Every platform, every app, every shiny interface seems to believe it is indispensable to the creative process. And yet, the moment you introduce one piece of badly written software to another piece of badly written software, they behave like two stags meeting in the forest. They lock horns. They refuse to move. They make a strange noise. And then they fall over, dragging my entire day down with them.
I click one button and the whole enterprise simply collapses.
Once upon a time, about a decade ago, creating an ePub file to publish my novels was a simple matter. Admittedly the resulting eBook wasn't elegant, but it was functional, it worked, and better still, the reader could read what I had written. Ten years on and the process has evolved into using several apps (software to you and me of a certain age) to create the ePub file and, sometimes, the process comes to a grinding halt.
Export. Error.
Import. Error.
Compile. Catastrophic error.
Try again. Something has mysteriously vanished.

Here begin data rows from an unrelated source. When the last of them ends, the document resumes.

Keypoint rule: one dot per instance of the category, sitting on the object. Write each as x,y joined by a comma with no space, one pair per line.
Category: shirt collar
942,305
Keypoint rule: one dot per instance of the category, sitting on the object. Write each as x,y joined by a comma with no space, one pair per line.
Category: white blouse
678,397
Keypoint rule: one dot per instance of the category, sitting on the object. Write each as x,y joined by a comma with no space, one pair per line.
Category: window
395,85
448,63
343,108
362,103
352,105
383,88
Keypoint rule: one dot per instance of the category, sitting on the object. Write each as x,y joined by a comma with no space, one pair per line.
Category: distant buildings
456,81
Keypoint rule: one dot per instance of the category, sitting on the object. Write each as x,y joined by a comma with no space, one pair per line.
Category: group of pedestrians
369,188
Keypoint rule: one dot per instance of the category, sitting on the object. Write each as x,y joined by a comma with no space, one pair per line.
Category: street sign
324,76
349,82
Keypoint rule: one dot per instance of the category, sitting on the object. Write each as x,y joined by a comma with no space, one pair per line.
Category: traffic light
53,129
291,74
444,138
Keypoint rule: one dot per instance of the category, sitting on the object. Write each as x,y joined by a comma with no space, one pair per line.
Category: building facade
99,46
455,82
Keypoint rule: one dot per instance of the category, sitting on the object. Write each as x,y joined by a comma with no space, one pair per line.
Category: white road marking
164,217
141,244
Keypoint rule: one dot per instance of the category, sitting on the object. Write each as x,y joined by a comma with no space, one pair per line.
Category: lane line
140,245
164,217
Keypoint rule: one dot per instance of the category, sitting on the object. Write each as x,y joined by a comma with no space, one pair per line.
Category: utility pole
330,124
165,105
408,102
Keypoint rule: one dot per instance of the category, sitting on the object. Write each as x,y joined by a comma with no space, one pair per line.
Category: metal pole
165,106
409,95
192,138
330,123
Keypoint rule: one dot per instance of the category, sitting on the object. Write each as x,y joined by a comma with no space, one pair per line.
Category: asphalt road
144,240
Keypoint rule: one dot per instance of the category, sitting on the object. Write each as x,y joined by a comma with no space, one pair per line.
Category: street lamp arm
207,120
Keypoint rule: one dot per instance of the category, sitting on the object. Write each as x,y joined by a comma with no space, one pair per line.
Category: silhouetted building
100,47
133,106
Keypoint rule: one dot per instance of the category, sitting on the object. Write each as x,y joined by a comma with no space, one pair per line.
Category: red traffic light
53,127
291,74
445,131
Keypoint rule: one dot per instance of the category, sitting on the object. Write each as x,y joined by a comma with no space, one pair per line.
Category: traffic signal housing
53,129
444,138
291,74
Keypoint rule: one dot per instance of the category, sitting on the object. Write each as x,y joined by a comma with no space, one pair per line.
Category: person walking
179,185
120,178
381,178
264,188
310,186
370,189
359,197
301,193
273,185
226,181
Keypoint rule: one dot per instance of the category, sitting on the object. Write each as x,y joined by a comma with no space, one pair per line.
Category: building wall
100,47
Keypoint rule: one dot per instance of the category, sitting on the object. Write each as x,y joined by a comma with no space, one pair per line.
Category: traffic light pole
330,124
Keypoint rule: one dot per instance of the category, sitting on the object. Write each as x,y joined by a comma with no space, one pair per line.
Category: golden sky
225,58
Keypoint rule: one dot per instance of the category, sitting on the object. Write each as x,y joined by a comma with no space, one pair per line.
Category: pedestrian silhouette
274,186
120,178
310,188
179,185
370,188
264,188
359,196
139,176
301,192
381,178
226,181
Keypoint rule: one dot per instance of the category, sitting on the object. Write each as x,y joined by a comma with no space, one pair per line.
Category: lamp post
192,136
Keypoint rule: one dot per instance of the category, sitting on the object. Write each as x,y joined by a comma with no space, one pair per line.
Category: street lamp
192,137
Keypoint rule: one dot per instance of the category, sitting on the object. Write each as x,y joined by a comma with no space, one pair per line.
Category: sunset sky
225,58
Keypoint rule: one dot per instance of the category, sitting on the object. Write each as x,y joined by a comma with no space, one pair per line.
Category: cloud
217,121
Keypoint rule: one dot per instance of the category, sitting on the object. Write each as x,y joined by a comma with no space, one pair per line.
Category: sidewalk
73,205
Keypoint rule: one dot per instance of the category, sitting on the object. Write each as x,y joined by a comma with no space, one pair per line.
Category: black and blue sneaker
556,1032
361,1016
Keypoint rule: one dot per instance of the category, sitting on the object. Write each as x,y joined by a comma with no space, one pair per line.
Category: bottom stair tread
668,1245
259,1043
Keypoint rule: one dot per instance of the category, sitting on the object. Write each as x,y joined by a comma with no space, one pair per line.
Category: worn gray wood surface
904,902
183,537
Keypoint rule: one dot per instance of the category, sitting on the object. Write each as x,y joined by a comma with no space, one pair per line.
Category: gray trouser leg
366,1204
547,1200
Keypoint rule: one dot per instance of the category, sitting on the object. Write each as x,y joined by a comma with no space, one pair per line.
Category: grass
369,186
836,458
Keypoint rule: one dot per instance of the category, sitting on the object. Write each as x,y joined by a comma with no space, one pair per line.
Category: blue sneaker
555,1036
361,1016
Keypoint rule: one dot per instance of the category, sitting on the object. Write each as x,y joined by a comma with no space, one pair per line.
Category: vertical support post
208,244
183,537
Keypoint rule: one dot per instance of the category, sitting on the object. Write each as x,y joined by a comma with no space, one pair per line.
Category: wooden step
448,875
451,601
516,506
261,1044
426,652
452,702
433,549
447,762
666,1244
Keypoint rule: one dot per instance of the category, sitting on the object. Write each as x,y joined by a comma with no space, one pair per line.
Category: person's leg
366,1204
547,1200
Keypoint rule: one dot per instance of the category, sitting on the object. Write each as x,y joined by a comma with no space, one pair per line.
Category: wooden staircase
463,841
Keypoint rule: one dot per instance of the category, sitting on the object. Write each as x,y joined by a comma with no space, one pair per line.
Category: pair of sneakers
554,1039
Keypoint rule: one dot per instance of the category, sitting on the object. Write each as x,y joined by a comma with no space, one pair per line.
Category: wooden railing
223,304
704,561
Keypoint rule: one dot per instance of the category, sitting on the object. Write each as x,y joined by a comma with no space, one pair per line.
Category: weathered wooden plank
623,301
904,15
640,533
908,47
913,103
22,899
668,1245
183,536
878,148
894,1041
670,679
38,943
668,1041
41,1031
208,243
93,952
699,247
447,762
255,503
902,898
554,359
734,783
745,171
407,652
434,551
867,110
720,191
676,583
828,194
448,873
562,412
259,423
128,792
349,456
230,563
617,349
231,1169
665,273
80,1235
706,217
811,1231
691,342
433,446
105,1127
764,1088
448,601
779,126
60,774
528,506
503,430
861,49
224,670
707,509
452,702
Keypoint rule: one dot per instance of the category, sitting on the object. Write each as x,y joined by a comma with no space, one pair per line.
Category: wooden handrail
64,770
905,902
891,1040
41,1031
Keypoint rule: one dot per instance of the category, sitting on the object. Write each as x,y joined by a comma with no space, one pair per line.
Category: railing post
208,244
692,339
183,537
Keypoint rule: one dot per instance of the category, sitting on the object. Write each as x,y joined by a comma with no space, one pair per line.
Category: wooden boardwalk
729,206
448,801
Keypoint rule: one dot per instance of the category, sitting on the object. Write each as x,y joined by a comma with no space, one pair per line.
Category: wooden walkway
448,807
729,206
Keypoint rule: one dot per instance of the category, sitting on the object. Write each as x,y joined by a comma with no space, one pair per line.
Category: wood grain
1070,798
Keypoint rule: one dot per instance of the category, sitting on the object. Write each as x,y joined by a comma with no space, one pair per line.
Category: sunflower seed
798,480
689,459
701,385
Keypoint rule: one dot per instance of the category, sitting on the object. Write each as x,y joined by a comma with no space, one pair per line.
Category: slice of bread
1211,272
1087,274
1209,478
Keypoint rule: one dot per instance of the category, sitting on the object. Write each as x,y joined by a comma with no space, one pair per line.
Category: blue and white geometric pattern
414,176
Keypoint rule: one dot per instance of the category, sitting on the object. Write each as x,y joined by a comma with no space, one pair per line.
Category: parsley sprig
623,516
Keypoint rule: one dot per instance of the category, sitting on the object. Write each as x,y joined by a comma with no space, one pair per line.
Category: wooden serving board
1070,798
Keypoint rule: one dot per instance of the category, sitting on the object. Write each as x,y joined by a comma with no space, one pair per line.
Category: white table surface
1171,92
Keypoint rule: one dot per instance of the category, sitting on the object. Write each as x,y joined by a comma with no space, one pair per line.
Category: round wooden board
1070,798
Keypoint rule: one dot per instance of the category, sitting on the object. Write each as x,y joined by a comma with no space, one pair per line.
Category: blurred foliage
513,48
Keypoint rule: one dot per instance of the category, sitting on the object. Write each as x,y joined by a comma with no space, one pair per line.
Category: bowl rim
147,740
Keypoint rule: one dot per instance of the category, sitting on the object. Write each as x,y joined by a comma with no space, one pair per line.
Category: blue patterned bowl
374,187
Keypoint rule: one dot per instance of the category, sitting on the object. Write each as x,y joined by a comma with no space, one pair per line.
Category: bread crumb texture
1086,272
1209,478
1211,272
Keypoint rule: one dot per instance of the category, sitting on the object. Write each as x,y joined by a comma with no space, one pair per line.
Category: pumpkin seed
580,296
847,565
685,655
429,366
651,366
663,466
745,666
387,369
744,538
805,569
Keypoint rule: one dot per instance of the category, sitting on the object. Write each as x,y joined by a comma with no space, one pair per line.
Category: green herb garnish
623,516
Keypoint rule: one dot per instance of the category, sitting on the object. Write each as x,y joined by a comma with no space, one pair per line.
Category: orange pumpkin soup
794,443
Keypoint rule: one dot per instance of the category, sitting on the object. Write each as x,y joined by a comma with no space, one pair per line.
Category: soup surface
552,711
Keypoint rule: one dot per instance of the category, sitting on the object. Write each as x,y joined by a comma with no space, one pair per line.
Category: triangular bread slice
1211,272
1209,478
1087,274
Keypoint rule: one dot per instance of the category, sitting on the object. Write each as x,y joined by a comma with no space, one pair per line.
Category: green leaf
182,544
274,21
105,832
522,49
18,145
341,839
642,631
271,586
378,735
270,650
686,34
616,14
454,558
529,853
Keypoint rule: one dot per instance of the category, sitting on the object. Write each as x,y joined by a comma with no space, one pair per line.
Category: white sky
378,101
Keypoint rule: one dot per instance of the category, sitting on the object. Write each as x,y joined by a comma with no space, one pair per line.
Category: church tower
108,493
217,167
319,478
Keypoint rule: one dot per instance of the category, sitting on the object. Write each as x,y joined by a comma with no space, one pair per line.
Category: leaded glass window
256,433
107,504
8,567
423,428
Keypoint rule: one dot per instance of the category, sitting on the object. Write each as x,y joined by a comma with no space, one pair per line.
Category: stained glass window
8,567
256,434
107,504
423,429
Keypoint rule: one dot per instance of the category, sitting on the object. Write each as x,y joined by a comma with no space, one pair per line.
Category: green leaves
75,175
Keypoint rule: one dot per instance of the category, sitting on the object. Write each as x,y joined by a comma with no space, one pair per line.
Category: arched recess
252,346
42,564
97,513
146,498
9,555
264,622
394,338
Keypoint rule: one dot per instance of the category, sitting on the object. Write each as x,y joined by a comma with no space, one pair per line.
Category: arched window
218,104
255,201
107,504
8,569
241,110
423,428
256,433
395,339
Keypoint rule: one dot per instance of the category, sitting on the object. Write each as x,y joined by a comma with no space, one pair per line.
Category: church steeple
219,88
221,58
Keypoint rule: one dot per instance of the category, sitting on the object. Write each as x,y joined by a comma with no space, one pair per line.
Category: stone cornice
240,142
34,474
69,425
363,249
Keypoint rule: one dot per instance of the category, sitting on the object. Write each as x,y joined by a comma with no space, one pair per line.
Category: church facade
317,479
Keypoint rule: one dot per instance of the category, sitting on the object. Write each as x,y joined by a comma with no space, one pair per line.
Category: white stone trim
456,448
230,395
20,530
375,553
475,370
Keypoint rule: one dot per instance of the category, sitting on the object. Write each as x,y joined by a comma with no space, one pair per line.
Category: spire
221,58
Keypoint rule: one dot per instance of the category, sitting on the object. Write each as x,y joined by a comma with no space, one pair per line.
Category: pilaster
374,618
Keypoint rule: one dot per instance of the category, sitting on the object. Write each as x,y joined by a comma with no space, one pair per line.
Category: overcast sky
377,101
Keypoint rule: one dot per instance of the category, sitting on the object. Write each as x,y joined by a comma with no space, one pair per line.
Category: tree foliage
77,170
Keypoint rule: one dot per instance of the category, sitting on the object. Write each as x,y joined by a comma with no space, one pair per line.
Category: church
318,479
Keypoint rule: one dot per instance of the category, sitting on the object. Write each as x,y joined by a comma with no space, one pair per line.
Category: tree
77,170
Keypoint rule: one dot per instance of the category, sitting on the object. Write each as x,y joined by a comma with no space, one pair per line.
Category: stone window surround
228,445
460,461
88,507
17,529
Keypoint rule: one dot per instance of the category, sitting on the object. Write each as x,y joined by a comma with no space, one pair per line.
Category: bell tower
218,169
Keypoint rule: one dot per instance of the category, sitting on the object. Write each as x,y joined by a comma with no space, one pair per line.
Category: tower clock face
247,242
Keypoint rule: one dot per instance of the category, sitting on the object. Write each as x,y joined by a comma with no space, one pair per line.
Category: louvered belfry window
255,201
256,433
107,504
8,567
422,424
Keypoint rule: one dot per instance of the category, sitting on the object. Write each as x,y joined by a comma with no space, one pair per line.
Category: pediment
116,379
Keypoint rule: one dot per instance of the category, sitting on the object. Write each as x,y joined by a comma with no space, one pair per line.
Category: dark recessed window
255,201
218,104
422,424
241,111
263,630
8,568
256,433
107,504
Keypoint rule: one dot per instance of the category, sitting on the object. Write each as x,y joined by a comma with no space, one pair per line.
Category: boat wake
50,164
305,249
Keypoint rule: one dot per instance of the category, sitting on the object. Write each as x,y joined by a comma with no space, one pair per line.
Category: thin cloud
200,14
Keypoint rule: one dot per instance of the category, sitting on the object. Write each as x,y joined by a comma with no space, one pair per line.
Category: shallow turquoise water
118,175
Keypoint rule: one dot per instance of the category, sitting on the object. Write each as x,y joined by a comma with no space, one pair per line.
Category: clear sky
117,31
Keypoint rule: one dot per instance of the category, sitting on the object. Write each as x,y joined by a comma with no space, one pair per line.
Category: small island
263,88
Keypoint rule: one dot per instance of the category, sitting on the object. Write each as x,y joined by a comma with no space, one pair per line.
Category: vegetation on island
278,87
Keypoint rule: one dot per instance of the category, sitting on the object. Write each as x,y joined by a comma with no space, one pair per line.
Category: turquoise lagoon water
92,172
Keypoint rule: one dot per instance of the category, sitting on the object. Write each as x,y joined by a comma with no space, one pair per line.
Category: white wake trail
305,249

Try again. Something has mysteriously duplicated itself.
Try again. A quote mark has exploded into seventeen symbols and a medieval rune.
Meanwhile, the software insists nothing is wrong and that I must be the problem.
Of course, after thirty minutes of screaming silently into the void and muttering words once banned on the BBC, I eventually do what every modern writer does.
I find another way around it.
A workaround.
A hack.
A sideways approach.
A cunning plan involving three apps, two file conversions, and a sacrificial chicken for my evening meal.
I’ll be honest, sometimes I simply give up.
I reach for the digital equivalent of my childhood comfort blanket.
A pencil.
With a rubber stuck on the end.
Because when technology fails spectacularly, and it will, usually on a deadline, usually when I’ve had very little sleep, a pencil has one glorious advantage.
It does exactly what you ask of it.
No errors.
No updates.
No corrupted files.
No arguing with other pencils.
Just quiet, obedient usefulness.
Sometimes, in a world full of software tripping over its own shoelaces, it’s nice to go back to basics.
Even if my handwriting now looks like I've had two pints of lager and a packet of crisps for lunch.